Five applicants respond to county Sunflower request
A company with established ties to De Soto was among those notifying the Johnson County officials of their interest in redeveloping the Sunflower Army Ammunition Plant.
In a Monday memo to the County Commission, Johnson County Legal Counsel Don Jarrett said five statements of interest were received before the Nov. 17 deadline. Expressing interest were Hunt Midwest Enterprises, Kansas Wind Power of Lenexa, LS Commercial Real Estate of Kansas City, Mo., Pollution Risk Services of Cincinnati and Olathe realtor Doug Dowell on behalf of an unidentified client.
In addition, the Johnson County citizen's group, Taxpayers Offering Tomorrow's Opportunities, responded with a statement of its proposed research park, Jarrett wrote.
One additional statement of interest, from Easy Credit Corporation from North Kansas City, Mo., was received after what Commissioners agreed was a flexible deadline. Jarrett said he hadn't followed up on the letter to find out how viable it was.
Hunt Midwest Mining Inc., a division of Hunt Midwest Enterprises, operates Sunflower Quarry located adjacent to the closed ammunition plant south of 95th Street.
Pollution Risk Services' Web site reports it has experience in 3,000 environmental remediation projects.
The county is already negotiating a Sunflower proposal with Kessinger/Hunter and Co. that would have the county purchase the 9,065-acre plant and then sell it to the Kansas City real estate firm.
Johnson County Commission Chairwoman Annabeth Surbaugh said at a quick glance it appeared there were those among the new applicants with the financial means to be serious contenders.

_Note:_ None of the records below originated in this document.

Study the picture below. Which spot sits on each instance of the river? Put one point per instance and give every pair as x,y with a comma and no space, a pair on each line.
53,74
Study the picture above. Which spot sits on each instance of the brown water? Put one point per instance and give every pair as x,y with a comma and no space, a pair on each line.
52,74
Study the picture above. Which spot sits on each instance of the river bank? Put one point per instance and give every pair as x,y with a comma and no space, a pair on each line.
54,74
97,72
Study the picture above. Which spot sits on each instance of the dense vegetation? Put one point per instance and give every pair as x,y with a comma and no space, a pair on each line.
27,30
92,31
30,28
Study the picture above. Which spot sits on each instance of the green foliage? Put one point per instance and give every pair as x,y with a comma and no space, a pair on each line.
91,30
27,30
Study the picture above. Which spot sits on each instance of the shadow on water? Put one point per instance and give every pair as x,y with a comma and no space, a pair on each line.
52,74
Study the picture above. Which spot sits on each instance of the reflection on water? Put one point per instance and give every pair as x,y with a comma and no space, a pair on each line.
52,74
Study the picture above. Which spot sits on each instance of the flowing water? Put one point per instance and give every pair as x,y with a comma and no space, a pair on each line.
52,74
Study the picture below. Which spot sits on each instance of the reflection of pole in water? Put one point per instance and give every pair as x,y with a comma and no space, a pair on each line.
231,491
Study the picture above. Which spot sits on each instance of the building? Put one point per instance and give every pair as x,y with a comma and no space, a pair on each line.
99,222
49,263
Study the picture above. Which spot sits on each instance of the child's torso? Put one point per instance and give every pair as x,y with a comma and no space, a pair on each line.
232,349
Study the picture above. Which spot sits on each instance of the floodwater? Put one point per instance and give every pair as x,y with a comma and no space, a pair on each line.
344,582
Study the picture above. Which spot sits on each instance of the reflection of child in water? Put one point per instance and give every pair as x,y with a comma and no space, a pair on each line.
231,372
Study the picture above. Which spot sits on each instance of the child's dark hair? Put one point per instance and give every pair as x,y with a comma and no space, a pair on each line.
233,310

A number of applicants only expressed interest in Sunflower, Surbaugh said. Kansas Wind Power was the only one to provide a site plan for its redevelopment.
The interest begged the question of how the County Commission should go about selecting a developer from the applicants.
Surbaugh and County Commissioners John Toplikar, Susie Wolf and Dolores Furtado said Tuesday they thought it important the Commission give all interested parties equal consideration but disagreed on what role a redevelopment authority should play in selecting a developer.
Surbaugh said at minimum public hearings with public comment session would be part of the process.
"If we had two viable proposals, I would foresee public hearings on both proposals," she said. "We've said all along we'll have public input on everything we do."
The job of creating a process of evaluating the proposal would start with a work session now planned for Dec. 11, Surbaugh said. Among the Commission's tasks would be establishing timelines for potential developers to submit added details, she said.
Toplikar, who represents De Soto, said the added interest underscored the need to create a Sunflower redevelopment authority with the expectation it would review and make recommendations on the various proposals.
"Commissioners are not developers," he said. "For commissioners to try to filter through various proposals would probably dominate too much of our time."
Two other commissioners, Ed Peterson and David Lindstorm, made similar statements at a Sunflower work session Monday, but Toplikar admitted they might not share his views on the duties a redevelopment authority should assume.
The bill giving the county the right to establish a Sunflower Redevelopment Authority spelled out its duties and responsibilities, Toplikar said. The language called for the redevelopment authority to be the contact entity for developers, he said. Jarrett suggested the legislation was "enabling" and therefore more flexible, but Toplikar said the Commission should invite the comment of state lawmakers so the county didn't go forward with a process that would be counter to Legislature's goals.
A redevelopment authority "would make it a lot easier for commissioners," Wolf said, but was not ready to support its creation. It was obvious the Commission would have to rely on staff and/or outside help as it reviewed at rated the different proposals, she said.
Fartoda and Surbaugh' stance on the redevelopment authority hasn't changed since the Commission started considering a redevelopment authority in early October. Such a board shouldn't be named until its role was better defined, and that won't be known until it was decided if the county would resell the plant to a developer or market Sunflower on its own, they said. Different skills and expertise would be required for the different tasks, they said.
Bankers and bond lawyers would be high on her list for a redevelopment authority should the county retain ownership of Sunflower, Surbaugh said. Engineers and planners would be better candidates should it be passed on to a developer, she said.
Members of a redevelopment authority would also have a possible conflict of interest in reviewing proposals because if it rejected them all, they would be Sunflower's developers, Fartoda said.
The Commission should rely on resident experts to help it develop the criteria needed to evaluate the proposals and determine the potential developers' ability to accomplish the complicated and expensive transfer and cleanup.
Wolf agreed that was the place to start, but added a redevelopment authority's role in helping with the decisions should be included. She also questioned the usefulness of Jarrett's suggestion that the county's Sunflower master plan be used to evaluate the proposals.
The Dec. 11 meeting would also include discussion of re-evaluating the Sunflower Community in a Park master plan, Surbaugh said.